Ada satu kesamaan antara English, Bahasa Indonesia, bahasa Melayu, bahasa Sanskerta, bahasa ngeblog, hingga bahasa anak Jaksel: SEMUA ADALAH BAHASA.
Sama halnya dengan bahasa yang saya gunakan sehari-hari di Papua, yang mungkin sebagian besar dari pembaca tidak mengerti artinya. Dan mungkin menyebutnya "oh ini pasti bahasa Papua."
Misalnya:
"Ko mo pi mana?" (Kau mau pergi ke mana?)
"Sa mo pi pasar." (Saya mau pergi ke pasar)
Sebenarnya, dua kalimat di atas merupakan bahasa Indonesia, hanya saja disingkat-singkat.
Ko= kamu, kau
Mo = mau, ingin
Pi = pergi
mana = mana
Sa = saya, aku
Itu adalah bahasa yang saya dan hampir semua penduduk (bukan hanya masyarakat asli) Papua gunakan dalam percakapan sehari-hari.

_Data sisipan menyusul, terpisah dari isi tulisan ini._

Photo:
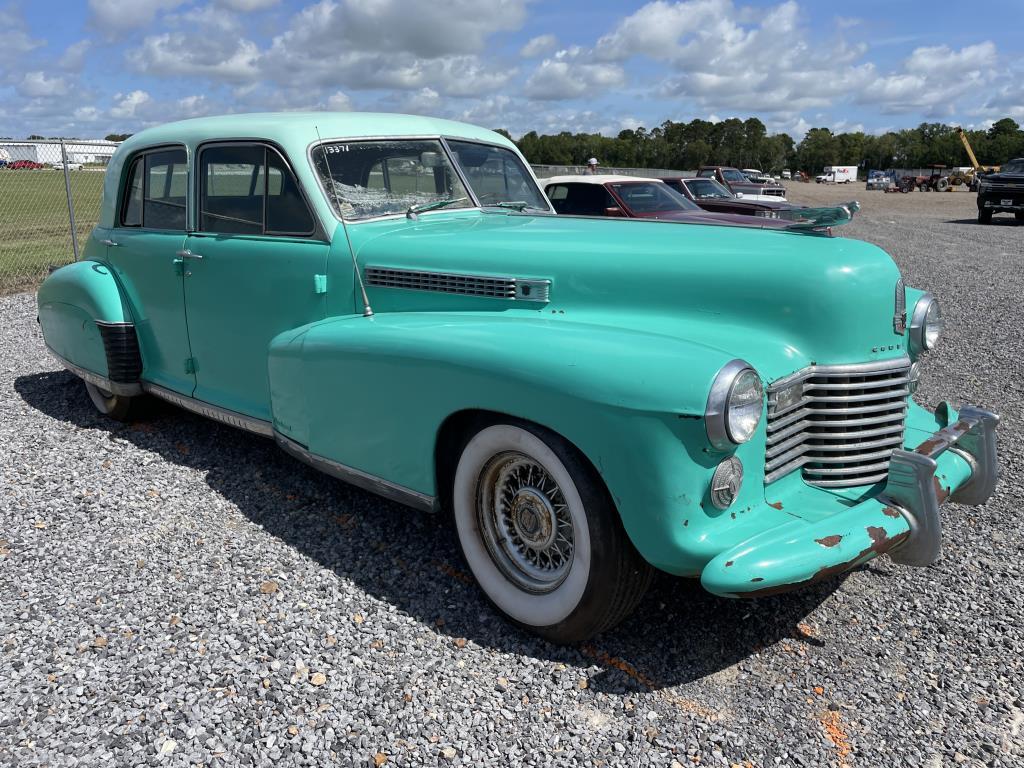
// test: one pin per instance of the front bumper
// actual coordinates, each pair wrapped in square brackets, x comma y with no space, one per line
[957,463]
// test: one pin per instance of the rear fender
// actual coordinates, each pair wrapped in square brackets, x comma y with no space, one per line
[86,323]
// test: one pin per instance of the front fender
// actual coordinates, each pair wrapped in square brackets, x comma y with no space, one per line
[373,392]
[71,301]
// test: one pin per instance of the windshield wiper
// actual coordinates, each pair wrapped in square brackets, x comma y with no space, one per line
[413,210]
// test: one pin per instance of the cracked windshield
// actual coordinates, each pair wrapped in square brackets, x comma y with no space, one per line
[364,179]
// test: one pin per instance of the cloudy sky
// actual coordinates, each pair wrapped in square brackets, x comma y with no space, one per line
[88,69]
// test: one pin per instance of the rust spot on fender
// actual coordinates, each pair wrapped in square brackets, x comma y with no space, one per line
[879,535]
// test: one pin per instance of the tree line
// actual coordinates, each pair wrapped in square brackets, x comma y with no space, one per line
[745,143]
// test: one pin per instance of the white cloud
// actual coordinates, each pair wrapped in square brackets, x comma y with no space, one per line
[539,46]
[177,53]
[128,104]
[36,84]
[569,74]
[248,5]
[74,55]
[117,15]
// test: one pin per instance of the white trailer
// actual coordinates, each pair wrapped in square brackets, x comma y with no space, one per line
[841,174]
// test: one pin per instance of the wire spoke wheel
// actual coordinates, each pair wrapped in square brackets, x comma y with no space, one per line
[525,522]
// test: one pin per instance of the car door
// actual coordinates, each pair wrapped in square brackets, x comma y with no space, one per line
[141,250]
[256,265]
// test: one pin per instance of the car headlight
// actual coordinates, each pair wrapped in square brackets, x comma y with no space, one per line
[926,325]
[734,406]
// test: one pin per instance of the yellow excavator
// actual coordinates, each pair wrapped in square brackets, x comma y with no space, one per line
[970,177]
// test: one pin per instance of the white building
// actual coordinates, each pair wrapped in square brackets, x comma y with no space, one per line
[79,151]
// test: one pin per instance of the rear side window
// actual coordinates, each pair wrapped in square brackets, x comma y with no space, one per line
[156,188]
[249,189]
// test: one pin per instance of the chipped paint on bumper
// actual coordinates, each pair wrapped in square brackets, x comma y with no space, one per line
[957,462]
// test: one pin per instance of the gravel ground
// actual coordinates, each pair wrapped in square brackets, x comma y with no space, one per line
[178,593]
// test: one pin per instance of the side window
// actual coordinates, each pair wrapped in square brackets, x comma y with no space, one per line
[228,180]
[287,212]
[166,183]
[248,189]
[558,195]
[131,211]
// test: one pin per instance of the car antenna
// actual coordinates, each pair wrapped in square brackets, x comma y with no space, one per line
[367,311]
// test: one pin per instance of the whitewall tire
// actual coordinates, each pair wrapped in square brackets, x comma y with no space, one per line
[541,536]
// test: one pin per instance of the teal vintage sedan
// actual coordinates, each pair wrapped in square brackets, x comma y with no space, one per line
[391,299]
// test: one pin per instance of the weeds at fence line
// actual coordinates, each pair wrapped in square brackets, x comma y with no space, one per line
[44,186]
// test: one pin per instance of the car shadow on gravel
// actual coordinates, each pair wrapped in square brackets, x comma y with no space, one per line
[410,559]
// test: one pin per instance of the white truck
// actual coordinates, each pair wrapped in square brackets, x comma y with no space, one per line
[838,174]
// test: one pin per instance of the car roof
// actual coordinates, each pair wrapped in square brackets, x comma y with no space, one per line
[596,178]
[283,127]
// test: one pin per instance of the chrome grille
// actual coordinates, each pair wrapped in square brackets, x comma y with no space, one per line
[463,285]
[843,426]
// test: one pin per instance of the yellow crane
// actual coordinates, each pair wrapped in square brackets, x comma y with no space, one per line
[978,167]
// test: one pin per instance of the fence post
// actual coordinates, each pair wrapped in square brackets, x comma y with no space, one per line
[71,204]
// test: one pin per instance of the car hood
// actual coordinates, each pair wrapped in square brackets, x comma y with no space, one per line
[780,300]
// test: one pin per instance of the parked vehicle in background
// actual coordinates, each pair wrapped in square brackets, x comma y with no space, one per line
[592,398]
[758,177]
[837,174]
[1001,193]
[738,184]
[632,197]
[978,168]
[880,180]
[936,181]
[711,196]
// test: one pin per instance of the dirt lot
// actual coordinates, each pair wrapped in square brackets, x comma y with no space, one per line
[175,592]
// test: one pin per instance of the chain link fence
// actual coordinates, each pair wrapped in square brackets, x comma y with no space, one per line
[49,202]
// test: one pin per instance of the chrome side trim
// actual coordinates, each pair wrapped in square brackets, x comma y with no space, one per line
[114,387]
[232,419]
[356,477]
[899,313]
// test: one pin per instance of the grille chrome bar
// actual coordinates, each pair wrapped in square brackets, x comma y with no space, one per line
[844,425]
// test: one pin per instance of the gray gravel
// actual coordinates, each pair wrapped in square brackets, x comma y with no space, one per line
[178,593]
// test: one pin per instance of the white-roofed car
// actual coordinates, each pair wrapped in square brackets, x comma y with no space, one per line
[635,197]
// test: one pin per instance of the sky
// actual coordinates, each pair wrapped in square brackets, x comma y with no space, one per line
[91,68]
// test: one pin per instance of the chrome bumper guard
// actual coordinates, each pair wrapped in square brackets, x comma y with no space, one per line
[913,489]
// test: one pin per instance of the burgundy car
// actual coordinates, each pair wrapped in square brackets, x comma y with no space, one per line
[711,196]
[633,197]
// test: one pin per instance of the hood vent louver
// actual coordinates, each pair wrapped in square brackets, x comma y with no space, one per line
[512,289]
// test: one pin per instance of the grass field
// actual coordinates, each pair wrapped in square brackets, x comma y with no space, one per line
[34,229]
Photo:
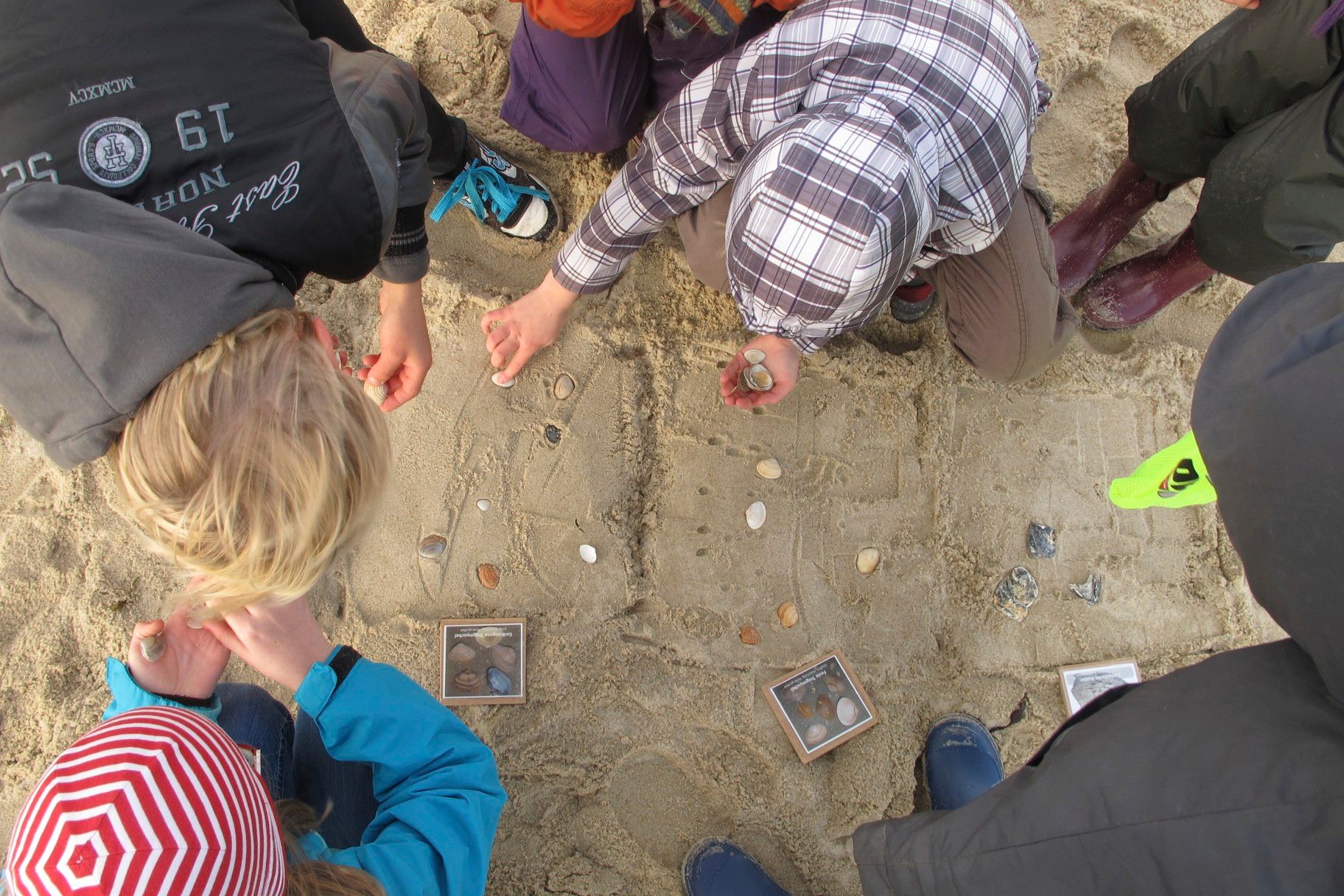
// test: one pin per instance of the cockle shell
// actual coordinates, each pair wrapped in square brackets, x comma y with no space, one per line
[432,547]
[377,391]
[769,469]
[564,386]
[756,379]
[466,680]
[461,653]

Para ahli bahasa menamakannya bahasa "Melayu Papua". Bahasa tersebut bukanlah bahasa daerah asli Papua. Melainkan bahasa yang baru berkembang karena ada desakan kebutuhan untuk berinteraksi antar seribu suku yang berbeda bahasa di Papua.

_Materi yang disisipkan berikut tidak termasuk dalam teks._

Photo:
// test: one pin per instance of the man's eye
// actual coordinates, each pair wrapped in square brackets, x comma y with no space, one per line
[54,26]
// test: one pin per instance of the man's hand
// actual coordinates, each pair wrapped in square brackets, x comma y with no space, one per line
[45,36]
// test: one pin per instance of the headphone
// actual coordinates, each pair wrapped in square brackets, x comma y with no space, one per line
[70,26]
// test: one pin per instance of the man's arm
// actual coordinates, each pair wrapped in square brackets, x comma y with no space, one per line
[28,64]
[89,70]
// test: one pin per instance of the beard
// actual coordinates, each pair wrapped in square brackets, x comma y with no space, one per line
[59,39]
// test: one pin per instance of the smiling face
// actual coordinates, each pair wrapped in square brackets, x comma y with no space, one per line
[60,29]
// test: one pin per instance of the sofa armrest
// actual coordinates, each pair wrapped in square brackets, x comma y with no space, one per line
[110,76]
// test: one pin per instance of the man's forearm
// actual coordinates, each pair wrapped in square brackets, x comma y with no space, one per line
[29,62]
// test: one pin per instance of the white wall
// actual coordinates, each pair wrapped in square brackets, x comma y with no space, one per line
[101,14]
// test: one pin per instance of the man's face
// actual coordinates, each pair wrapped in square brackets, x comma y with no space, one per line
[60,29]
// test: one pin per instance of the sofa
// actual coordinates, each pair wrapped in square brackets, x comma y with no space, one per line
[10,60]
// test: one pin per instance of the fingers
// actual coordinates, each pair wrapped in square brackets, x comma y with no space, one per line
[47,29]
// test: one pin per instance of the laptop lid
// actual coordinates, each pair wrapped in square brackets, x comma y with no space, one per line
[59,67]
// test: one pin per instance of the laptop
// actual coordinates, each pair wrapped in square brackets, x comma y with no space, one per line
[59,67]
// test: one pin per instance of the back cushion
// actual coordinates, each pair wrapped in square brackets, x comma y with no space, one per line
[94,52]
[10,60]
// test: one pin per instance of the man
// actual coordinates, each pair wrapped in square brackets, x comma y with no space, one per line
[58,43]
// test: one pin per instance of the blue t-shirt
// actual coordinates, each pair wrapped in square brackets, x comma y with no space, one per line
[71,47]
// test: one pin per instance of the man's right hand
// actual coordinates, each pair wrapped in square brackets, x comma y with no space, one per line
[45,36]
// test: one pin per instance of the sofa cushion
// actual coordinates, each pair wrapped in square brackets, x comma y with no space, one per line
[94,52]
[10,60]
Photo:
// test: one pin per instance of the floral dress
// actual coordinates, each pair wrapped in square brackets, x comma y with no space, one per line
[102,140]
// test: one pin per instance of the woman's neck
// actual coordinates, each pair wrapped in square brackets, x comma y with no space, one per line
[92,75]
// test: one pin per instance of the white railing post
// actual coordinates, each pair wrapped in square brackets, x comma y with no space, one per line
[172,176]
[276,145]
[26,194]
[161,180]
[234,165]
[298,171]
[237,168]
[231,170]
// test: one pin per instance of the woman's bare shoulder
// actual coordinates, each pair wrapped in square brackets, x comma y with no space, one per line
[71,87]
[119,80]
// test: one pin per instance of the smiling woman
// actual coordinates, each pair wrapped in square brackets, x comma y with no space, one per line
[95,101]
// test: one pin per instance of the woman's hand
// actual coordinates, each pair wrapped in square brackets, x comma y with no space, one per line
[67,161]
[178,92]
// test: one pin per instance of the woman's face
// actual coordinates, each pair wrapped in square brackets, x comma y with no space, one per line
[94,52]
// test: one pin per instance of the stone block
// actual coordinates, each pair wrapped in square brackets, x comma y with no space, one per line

Begitu juga bahasa Indonesia yang bukan bahasa asli masyarakat Indonesia, melainkan bahasa yang berkembang karena desakan kebutuhan untuk berinteraksi dengan ribuan suku di Indonesia. Ribuan kali terjadi campur-kode hingga akhirnya dapat digunakan oleh segenap bangsa Indonesia.
Poin saya di sini adalah bahasa berkembang karena adanya kebutuhan.
'Bahasa berkembang karena kebutuhan' merupakan sifat alami dari bahasa apapun yang ada di dunia.